Do Asians have a harder time saying "L's" or "R's"? In "A Christmas Story" it seems like it's "L's" but my friend says it's "R's". Who's right?
First off, thanks for confirming that American Online still exists. For the past eight years I just sort of assumed they had went the way of Prodigy, Netscape, and my first internet provider, GTE.
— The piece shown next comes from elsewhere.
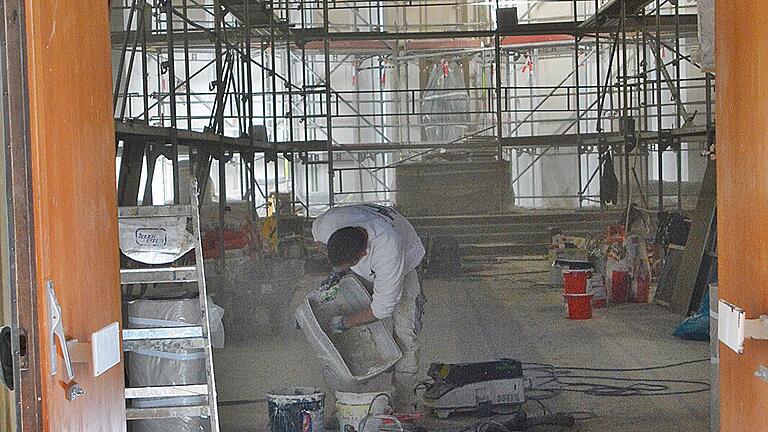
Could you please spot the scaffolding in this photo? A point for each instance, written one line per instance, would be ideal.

Now upon reading your question, I went back and YouTubed the scene from the movie ‘A Christmas Story,’ in which Ralphie’s family is having Christmas dinner at the Chop Suey Palace Restaurant. In the scene, the restaurant staff is singing Christmas carols, but instead of singing ‘fa-la-la-la-la’ they repeatedly sing ‘fa-ra-ra-ra-ra.’ This greatly annoys the restaurant’s owner, who tries to correct their mispronunciations, but to no avail. Honestly, I don’t know how widespread of an error this is among English-as-a-second-language speakers from East Asian countries. If we focus solely on where the tongue is placed when pronouncing L’s and R’s, the difference comes across as subtle enough that someone unfamiliar with English could possibly botch the two.
Last living AOL user on the face of the earth—HEAR ME OUT!...The question is not a matter of whether Asians botch L’s or R’s more often, but in the truest sense--do we as citizens of the free world still believe in the freedom to butcher whatever foreign pronunciation we want to? Imagine the disgrace if the language police forced us to pronounce every French word the way the French pronounce it. Paris would become 'Pear-ree' and Detroit 'De-twa'. After all, if Patrick Roy’s name was really supposed to be pronounced Patrick ‘Waah,’ surely they’d have half the sense to spell his name with a ‘W’—or not.